Lead Underwriter

Dictionary Says

Definition of 'Lead Underwriter'

A investment bank or other financial outfit that has the primary directive for organizing an initial public stock offering, or a secondary offering for companies that are already publicly traded. The lead underwriter will usually work with other investment banks to establish a syndicate, and thereby create the initial sales force for the shares. These shares will then be sold to institutional and retail clients.

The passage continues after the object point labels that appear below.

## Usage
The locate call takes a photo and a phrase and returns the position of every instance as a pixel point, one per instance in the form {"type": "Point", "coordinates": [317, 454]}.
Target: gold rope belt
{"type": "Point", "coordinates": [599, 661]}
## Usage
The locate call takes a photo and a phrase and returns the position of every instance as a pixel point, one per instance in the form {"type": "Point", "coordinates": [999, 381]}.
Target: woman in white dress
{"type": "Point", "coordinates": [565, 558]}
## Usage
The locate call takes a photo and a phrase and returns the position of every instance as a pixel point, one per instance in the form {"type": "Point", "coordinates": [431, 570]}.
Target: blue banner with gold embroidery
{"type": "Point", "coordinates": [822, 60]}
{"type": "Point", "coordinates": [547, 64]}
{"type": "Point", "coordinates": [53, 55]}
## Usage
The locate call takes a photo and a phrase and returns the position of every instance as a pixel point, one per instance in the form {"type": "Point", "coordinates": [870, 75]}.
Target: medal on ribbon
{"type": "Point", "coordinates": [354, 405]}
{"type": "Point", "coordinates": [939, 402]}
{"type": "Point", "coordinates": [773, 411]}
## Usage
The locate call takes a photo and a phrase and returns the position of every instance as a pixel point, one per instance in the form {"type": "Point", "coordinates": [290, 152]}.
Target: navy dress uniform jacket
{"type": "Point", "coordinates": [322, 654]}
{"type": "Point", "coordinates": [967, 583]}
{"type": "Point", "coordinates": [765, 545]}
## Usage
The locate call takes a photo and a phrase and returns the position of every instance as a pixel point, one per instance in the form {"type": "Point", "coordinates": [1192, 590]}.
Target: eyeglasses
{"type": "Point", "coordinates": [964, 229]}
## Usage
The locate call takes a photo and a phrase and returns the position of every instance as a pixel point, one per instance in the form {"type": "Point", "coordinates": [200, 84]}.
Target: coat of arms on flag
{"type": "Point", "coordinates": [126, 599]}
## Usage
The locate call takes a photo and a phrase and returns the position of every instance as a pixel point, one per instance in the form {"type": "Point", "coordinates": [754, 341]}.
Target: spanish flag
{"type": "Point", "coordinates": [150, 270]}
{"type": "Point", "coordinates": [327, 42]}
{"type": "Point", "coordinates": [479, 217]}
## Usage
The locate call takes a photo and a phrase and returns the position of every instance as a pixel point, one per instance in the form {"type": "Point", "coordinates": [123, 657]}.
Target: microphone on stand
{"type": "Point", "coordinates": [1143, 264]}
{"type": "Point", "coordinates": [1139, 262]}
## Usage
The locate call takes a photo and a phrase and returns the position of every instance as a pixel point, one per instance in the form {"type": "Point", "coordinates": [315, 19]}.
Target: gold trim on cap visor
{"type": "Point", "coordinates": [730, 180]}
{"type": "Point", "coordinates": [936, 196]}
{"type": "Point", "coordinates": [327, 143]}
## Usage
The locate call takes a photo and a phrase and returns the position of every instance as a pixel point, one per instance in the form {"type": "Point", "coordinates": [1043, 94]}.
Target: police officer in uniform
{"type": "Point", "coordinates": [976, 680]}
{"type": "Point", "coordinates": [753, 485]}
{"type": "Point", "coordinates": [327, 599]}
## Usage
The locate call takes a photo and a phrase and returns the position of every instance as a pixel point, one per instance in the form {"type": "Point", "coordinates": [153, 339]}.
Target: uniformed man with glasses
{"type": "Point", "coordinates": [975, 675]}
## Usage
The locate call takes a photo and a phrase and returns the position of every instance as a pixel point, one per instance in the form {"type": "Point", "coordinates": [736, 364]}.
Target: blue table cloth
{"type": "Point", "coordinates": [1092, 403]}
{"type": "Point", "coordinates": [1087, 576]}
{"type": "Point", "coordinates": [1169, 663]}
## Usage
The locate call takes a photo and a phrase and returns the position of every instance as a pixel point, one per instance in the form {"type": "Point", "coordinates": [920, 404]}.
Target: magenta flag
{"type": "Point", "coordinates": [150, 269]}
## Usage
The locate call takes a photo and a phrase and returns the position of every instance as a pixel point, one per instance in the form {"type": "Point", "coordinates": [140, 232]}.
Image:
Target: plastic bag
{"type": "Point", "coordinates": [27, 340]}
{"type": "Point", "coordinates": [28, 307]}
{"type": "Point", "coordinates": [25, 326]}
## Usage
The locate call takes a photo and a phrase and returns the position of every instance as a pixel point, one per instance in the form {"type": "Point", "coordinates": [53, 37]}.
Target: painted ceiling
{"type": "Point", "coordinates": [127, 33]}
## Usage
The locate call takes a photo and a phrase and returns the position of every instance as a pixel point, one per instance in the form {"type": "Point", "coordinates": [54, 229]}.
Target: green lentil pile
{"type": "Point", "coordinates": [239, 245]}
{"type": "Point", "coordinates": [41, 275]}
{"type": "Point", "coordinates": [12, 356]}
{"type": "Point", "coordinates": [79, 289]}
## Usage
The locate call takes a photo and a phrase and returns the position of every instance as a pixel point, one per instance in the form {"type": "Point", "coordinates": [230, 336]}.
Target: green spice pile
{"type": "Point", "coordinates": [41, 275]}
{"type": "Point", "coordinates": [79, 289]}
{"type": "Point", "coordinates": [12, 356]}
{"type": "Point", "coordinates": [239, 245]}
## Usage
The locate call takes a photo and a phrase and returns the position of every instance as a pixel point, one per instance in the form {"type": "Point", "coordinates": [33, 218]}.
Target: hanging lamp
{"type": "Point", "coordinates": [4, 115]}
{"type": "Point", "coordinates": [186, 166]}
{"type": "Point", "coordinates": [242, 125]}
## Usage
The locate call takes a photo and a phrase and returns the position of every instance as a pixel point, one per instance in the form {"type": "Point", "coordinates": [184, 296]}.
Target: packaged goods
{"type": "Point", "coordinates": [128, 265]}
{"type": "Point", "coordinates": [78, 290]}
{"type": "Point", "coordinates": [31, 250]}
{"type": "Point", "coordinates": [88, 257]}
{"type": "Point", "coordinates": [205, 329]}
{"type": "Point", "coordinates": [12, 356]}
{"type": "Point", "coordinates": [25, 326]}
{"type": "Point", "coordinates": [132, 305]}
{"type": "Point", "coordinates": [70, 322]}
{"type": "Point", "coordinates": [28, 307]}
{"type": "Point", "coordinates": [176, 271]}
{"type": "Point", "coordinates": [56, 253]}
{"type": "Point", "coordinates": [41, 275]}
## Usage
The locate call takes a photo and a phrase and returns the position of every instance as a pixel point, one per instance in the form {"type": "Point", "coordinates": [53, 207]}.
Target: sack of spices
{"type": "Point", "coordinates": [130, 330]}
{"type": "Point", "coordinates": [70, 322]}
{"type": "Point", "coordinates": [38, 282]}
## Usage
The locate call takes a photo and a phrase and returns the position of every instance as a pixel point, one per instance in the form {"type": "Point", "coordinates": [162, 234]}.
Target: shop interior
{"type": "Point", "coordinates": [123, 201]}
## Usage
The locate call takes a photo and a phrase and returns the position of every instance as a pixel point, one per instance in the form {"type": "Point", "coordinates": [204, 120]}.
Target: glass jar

The lead underwriter will assess the company financials and current market conditions to arrive at the initial value and quantity of shares to be sold. These shares carry a hefty sales commission (as much as 6-8%) for the underwriting syndicate, with the majority of shares being held by the lead underwriter.
Investopedia Says

Investopedia explains 'Lead Underwriter'

Being the lead underwriter for a stock offering, especially an initial public offering (IPO), can bring a large payday if the market shows high demand for the shares. Often the stock issuer will allow the lead underwriter to create an over-allotment of shares if demand is high, which can bring in even more money to the underwriting firm. There are substantial risks involved in underwriting stock offerings - any one company could plummet in the open market once public trading begins. This is why the large investment banks, such as Merrill Lynch, Morgan Stanley, Goldman Sachs, Lehman Brothers and others will look to conduct many diverse offerings in the course of a year.

One or two great stock offerings a year can be enough to meet company earnings targets, but market conditions as a whole will determine the relative amount of profit the investment banks can earn. In the zooming market phase of the late-1990s, investment banks were making money hand over fist as eager investors gobbled up any new shares that came to market, and traded them much higher once on the exchange. However, when the market collapsed in late-2000, the underwriting community went into hibernation mode, advising even the best private companies to "wait out the storm" before going public.